In the current case study, malaria was the number one suspected disease among the probable differentials, and malaria tests, including the rapid diagnosis test and blood smear examination, were repeated and showed negative results. It is worth knowing that in the setting of travel medicine, sensitivity of rapid diagnosis tests for P. falciparum is significantly lower (median 74.1%) if the parasitemia level was below 100/μL compared with above 100/μL (median 94.3%) [2] and that in cases of Plasmodium malariae infection, the parasitemia level remains very low; thus, the presence of parasitemia is often missed by malaria blood film tests [3, 4]. Furthermore, the malaria rapid diagnosis test used in the current case is based on an immunochromatographic method with detection antibodies targeting both P. falciparum-specific histidine-rich-protein-2 (PfHRP2) and a pan-malarial antigen, Plasmodium aldolase, but the sensitivity of this test is lower for non-falciparum malaria, especially in the detection of P. ovale and P. malariae, probably due to the lower affinity of some monoclonal antibodies to these species [5]. PCR assays, on the other hand, are capable of identifying malaria with both high sensitivity and high specificity. A disadvantage of PCR is that it is not rapid or a point of care in routine clinical practice.
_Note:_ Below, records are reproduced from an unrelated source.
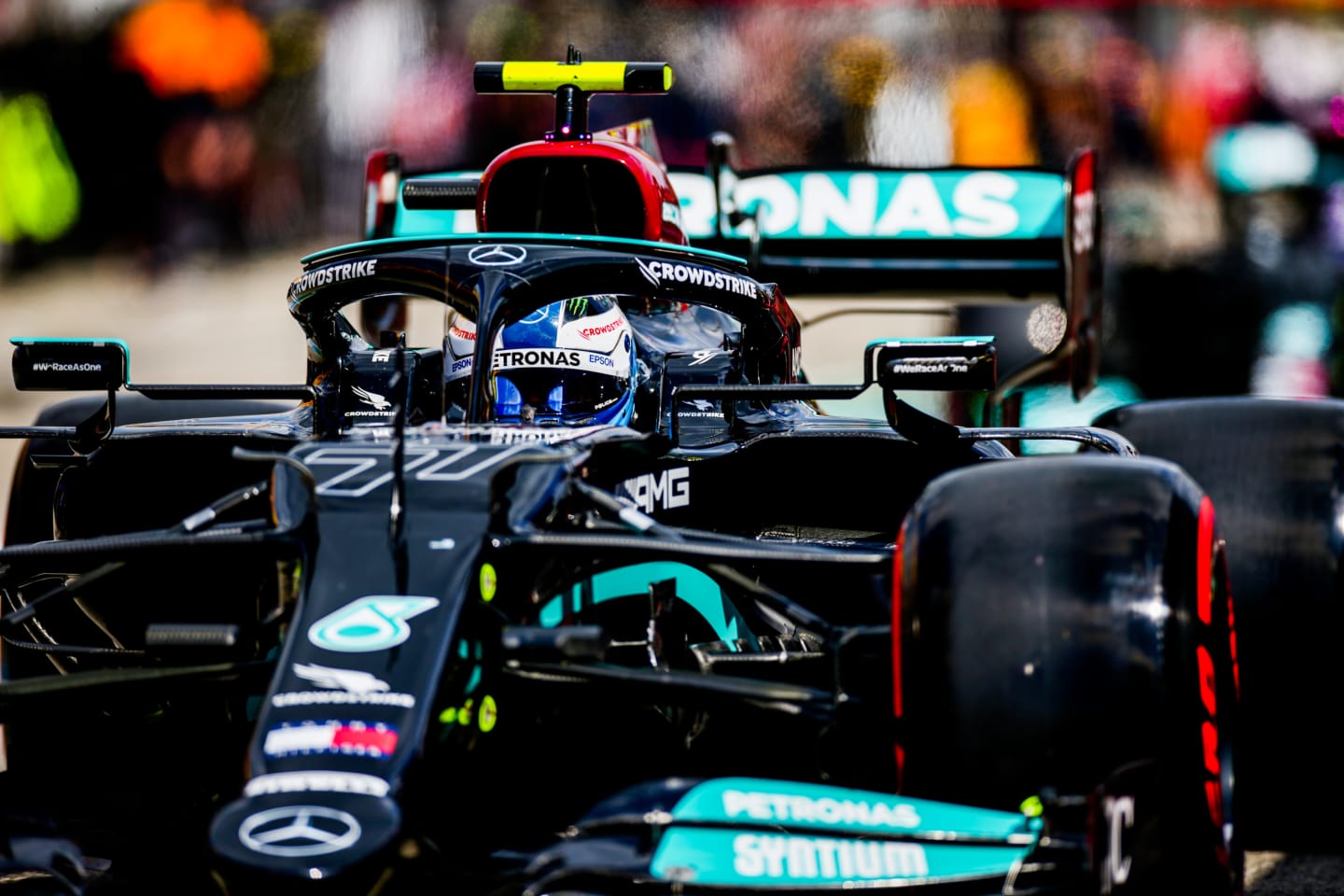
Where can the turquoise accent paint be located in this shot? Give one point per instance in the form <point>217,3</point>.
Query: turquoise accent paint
<point>729,857</point>
<point>886,204</point>
<point>427,222</point>
<point>840,810</point>
<point>94,340</point>
<point>394,244</point>
<point>797,834</point>
<point>693,586</point>
<point>931,340</point>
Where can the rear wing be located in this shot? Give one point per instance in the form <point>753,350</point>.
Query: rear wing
<point>1013,232</point>
<point>1007,232</point>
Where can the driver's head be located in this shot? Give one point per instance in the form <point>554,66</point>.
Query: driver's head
<point>566,363</point>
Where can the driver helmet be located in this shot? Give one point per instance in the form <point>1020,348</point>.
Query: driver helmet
<point>567,363</point>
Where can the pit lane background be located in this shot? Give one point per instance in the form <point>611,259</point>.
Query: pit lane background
<point>213,321</point>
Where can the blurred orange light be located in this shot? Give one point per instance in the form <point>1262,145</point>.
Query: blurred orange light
<point>991,117</point>
<point>192,46</point>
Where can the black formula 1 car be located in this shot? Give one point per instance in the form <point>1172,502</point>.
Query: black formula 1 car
<point>363,635</point>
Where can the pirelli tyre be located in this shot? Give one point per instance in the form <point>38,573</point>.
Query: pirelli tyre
<point>1063,629</point>
<point>1276,471</point>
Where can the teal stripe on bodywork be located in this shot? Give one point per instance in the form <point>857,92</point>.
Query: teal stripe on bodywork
<point>394,244</point>
<point>797,834</point>
<point>753,801</point>
<point>693,587</point>
<point>727,857</point>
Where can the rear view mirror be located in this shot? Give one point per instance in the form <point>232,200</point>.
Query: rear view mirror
<point>938,364</point>
<point>70,364</point>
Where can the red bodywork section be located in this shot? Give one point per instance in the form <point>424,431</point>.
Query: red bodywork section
<point>585,187</point>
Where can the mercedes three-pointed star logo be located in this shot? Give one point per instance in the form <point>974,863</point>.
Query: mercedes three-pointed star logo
<point>299,832</point>
<point>497,254</point>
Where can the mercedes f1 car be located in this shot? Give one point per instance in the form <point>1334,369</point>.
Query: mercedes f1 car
<point>602,594</point>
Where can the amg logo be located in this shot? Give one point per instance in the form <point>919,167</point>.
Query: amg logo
<point>666,489</point>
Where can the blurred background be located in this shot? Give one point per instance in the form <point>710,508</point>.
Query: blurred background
<point>147,141</point>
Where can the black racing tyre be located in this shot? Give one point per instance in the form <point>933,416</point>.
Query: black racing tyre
<point>1274,469</point>
<point>1065,629</point>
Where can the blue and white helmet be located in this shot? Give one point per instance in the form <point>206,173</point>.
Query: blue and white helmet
<point>568,363</point>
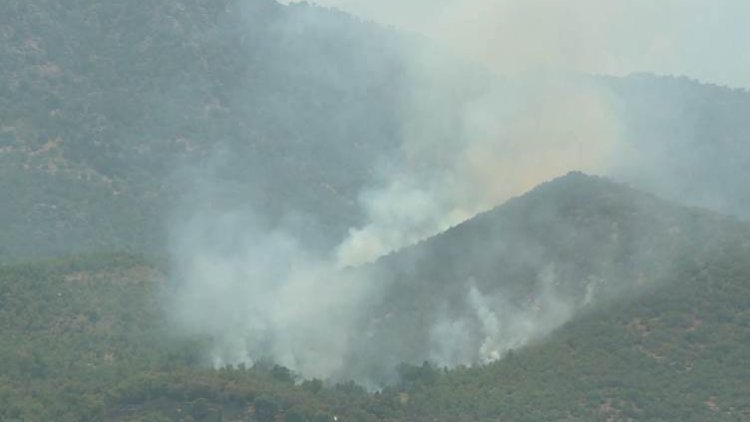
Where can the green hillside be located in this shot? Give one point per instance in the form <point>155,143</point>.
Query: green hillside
<point>115,116</point>
<point>85,339</point>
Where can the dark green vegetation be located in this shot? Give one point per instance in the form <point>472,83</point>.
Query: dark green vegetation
<point>84,339</point>
<point>103,103</point>
<point>109,111</point>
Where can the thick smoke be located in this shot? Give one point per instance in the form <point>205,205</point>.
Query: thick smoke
<point>260,289</point>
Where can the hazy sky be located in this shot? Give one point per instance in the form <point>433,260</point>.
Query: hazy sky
<point>703,39</point>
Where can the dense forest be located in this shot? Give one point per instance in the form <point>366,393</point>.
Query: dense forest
<point>111,112</point>
<point>583,299</point>
<point>85,338</point>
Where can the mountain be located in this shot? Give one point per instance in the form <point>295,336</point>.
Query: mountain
<point>113,113</point>
<point>661,335</point>
<point>512,275</point>
<point>116,118</point>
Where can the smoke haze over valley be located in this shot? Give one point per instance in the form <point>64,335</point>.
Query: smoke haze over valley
<point>300,199</point>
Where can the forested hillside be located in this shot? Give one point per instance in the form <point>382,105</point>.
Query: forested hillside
<point>114,115</point>
<point>110,109</point>
<point>85,339</point>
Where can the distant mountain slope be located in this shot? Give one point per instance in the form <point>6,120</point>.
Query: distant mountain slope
<point>662,335</point>
<point>110,112</point>
<point>103,104</point>
<point>514,274</point>
<point>688,141</point>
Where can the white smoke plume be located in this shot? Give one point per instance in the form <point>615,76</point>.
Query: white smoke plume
<point>468,142</point>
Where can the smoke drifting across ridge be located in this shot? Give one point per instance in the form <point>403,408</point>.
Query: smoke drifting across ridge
<point>264,288</point>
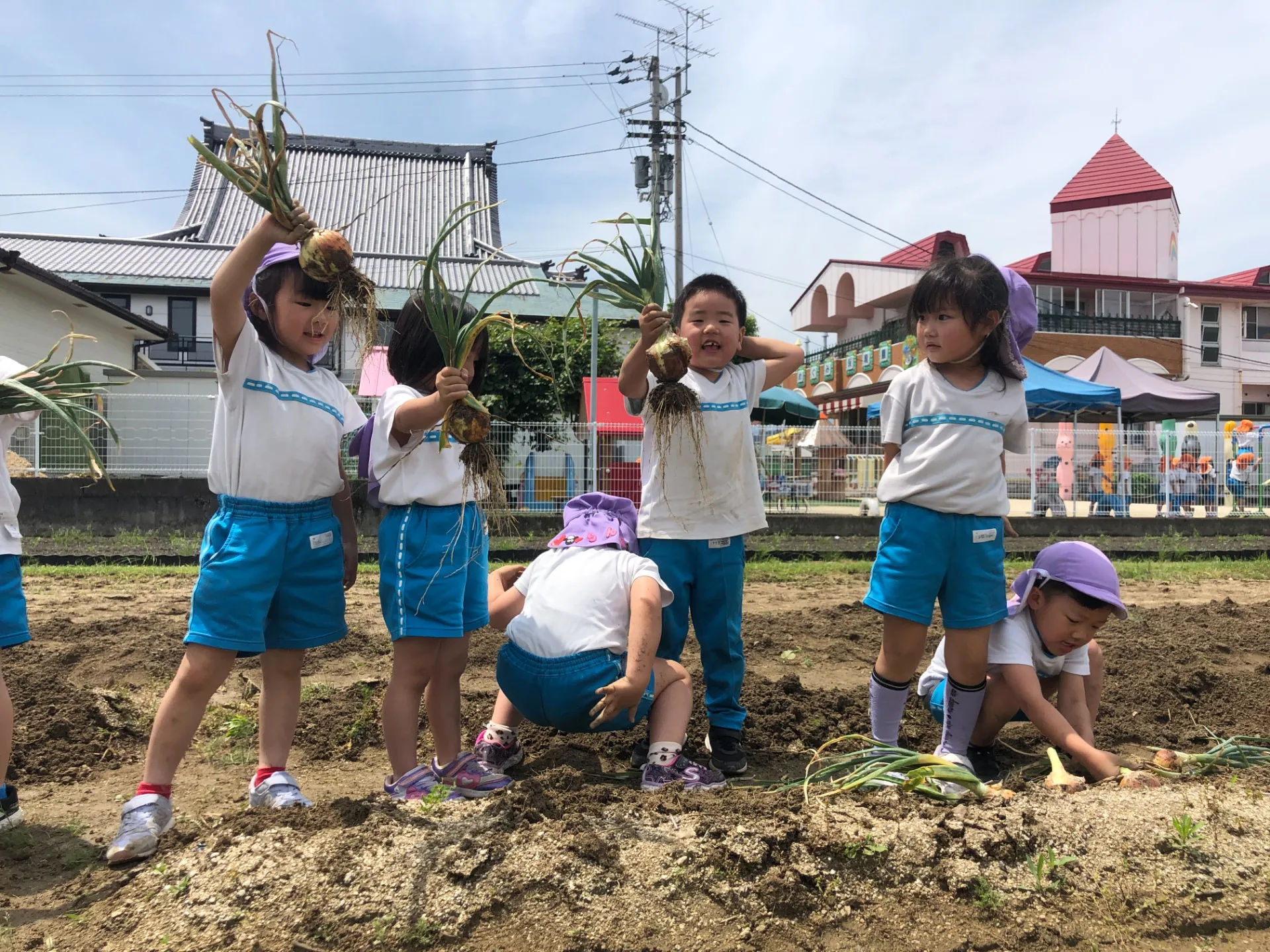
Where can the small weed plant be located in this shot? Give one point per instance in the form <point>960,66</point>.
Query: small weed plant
<point>1184,834</point>
<point>1046,867</point>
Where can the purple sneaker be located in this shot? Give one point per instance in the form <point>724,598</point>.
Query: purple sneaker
<point>681,771</point>
<point>414,785</point>
<point>469,777</point>
<point>497,756</point>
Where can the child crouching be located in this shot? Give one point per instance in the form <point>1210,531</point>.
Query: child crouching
<point>1044,648</point>
<point>583,623</point>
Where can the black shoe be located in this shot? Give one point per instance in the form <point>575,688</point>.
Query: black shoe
<point>639,753</point>
<point>984,762</point>
<point>726,750</point>
<point>11,814</point>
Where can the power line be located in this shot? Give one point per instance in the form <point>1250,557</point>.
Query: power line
<point>298,95</point>
<point>800,201</point>
<point>324,73</point>
<point>906,243</point>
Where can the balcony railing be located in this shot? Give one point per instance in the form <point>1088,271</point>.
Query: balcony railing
<point>179,352</point>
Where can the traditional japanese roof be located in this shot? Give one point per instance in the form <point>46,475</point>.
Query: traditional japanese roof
<point>385,197</point>
<point>1115,175</point>
<point>1253,277</point>
<point>922,254</point>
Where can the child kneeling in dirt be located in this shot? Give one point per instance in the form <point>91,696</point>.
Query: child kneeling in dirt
<point>583,621</point>
<point>1043,648</point>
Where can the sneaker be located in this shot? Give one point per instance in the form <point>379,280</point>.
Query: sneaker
<point>145,819</point>
<point>415,785</point>
<point>277,791</point>
<point>726,750</point>
<point>681,771</point>
<point>11,814</point>
<point>469,776</point>
<point>984,762</point>
<point>495,754</point>
<point>639,753</point>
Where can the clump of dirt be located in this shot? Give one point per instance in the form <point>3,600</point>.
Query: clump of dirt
<point>64,733</point>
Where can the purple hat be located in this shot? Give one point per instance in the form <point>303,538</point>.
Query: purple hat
<point>1020,320</point>
<point>278,253</point>
<point>599,520</point>
<point>1076,564</point>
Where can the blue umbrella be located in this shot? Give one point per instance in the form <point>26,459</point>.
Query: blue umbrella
<point>778,405</point>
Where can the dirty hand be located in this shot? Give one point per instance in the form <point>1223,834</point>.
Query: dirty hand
<point>652,323</point>
<point>622,695</point>
<point>452,385</point>
<point>349,563</point>
<point>290,227</point>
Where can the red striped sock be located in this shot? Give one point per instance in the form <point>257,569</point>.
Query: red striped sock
<point>265,774</point>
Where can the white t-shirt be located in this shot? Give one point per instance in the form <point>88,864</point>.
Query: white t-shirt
<point>1013,641</point>
<point>278,429</point>
<point>11,537</point>
<point>951,441</point>
<point>730,503</point>
<point>421,471</point>
<point>579,600</point>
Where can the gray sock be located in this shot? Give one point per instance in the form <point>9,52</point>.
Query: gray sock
<point>962,706</point>
<point>887,699</point>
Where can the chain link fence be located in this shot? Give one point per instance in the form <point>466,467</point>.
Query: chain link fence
<point>1082,470</point>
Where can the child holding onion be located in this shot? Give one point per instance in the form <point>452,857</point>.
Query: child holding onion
<point>282,547</point>
<point>583,622</point>
<point>945,427</point>
<point>697,509</point>
<point>1044,649</point>
<point>433,559</point>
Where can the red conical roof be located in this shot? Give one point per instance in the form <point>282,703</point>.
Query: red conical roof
<point>1114,175</point>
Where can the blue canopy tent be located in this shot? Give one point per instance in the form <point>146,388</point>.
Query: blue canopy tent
<point>1056,397</point>
<point>778,405</point>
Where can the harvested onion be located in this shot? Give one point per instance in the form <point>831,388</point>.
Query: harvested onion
<point>1058,776</point>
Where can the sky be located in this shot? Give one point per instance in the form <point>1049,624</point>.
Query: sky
<point>917,117</point>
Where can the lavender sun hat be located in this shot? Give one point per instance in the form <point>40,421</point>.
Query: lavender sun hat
<point>1020,319</point>
<point>599,520</point>
<point>278,253</point>
<point>1076,564</point>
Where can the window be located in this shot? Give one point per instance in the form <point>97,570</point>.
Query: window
<point>1209,335</point>
<point>1256,323</point>
<point>182,321</point>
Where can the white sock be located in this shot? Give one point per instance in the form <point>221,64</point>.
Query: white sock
<point>501,733</point>
<point>663,752</point>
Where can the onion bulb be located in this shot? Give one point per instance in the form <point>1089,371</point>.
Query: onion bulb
<point>668,358</point>
<point>325,254</point>
<point>1058,776</point>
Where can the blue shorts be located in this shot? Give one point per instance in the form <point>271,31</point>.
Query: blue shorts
<point>923,555</point>
<point>271,575</point>
<point>935,703</point>
<point>559,692</point>
<point>13,603</point>
<point>433,571</point>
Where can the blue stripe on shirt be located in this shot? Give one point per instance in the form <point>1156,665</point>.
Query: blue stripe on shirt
<point>956,419</point>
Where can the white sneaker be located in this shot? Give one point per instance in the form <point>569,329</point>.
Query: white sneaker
<point>276,791</point>
<point>145,819</point>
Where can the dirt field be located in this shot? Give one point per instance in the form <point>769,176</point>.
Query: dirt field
<point>574,857</point>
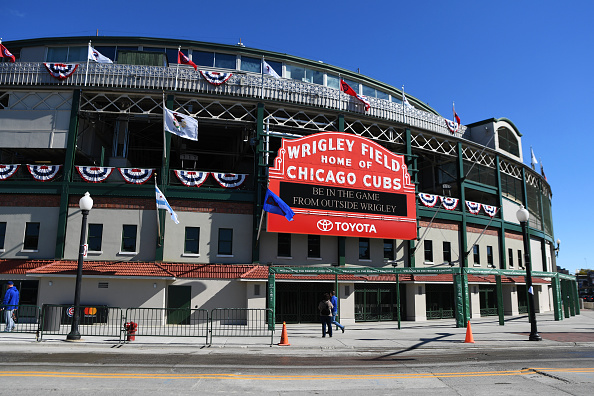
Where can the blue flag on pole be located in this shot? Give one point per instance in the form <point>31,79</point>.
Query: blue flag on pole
<point>273,204</point>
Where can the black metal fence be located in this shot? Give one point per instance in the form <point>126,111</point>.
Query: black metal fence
<point>126,325</point>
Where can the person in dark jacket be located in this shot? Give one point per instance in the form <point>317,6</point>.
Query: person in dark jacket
<point>325,308</point>
<point>9,304</point>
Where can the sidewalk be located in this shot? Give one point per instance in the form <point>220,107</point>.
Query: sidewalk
<point>361,337</point>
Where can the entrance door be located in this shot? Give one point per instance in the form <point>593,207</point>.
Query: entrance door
<point>179,299</point>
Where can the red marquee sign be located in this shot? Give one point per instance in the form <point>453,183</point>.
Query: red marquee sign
<point>344,185</point>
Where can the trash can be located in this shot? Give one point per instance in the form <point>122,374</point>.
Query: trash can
<point>51,318</point>
<point>131,328</point>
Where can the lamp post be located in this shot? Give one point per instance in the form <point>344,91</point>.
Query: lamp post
<point>523,215</point>
<point>85,203</point>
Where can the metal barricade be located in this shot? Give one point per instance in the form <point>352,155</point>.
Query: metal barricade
<point>166,322</point>
<point>26,318</point>
<point>95,320</point>
<point>240,322</point>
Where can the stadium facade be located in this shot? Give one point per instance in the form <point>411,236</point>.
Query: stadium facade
<point>405,213</point>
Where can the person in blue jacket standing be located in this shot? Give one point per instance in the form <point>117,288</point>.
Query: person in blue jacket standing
<point>334,301</point>
<point>9,304</point>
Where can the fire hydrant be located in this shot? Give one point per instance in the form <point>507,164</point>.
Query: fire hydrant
<point>131,328</point>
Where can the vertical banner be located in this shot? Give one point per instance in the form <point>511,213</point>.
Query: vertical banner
<point>343,185</point>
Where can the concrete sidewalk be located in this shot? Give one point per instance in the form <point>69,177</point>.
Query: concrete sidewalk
<point>360,337</point>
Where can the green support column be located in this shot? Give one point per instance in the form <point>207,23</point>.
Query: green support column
<point>271,300</point>
<point>163,181</point>
<point>500,300</point>
<point>261,181</point>
<point>557,297</point>
<point>411,163</point>
<point>67,172</point>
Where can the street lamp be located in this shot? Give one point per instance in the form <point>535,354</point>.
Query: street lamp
<point>523,215</point>
<point>85,203</point>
However, PCR needs to be conducted to diagnose conditions such as P. malariae infection, as the current case exemplifies. Would the patient have been treated empirically with antimalarial drugs if PCR assays had not been available? The answer highly depends on other factors, such as clinical severity, access to antimalarial drugs, and in this case, we would less likely have started empirical malaria treatment without knowledge of P. malariae disease.

He also had moderate thrombocytopenia, but we considered it rather non-specific reaction and did not investigate further, because his general condition was good, and DIC was excluded. It returned to normal rapidly following malaria treatment.

Treating a fever of an individual who has returned from traveling abroad, especially in tropical countries, is challenging for physicians working in high-income countries because (a) they have to diagnose tropical infectious diseases, for which clinicians often have little experience; (b) some tropical infectious diseases, such as falciparum malaria, are fatal; and (c) other diseases, such as typhoid fever, lead to significant public health threats to the local population. In approaching the fever of a returned traveller, thorough and directional evaluations are essential: comprehensive history taking, examinations to differentiate critical and curable diseases, and timely consultations with experts should be conducted when necessary. Collecting the latest epidemiological information of endemic diseases is also crucial. The prevalence of P. malariae is much lower than that of P. falciparum but not uncommon. According to recent reports from Kenya [6] and Madagascar [7], the prevalence of P. malariae among symptomatic patients was 3.3% and 1.2%, respectively, while that of P. falciparum was 77% and 52%, respectively. Moreover, the vast majority of P. malariae infections were coinfected with P. falciparum. Therefore, P. malariae infection is often overlooked and neglected in the local population.

Finally, the fever pattern should also be carefully observed. It was noted that the patient in this case study had a fever that was periodic with an exact 72-h interval, which could have been a clue for the diagnosis of quartan malaria (Fig. 1).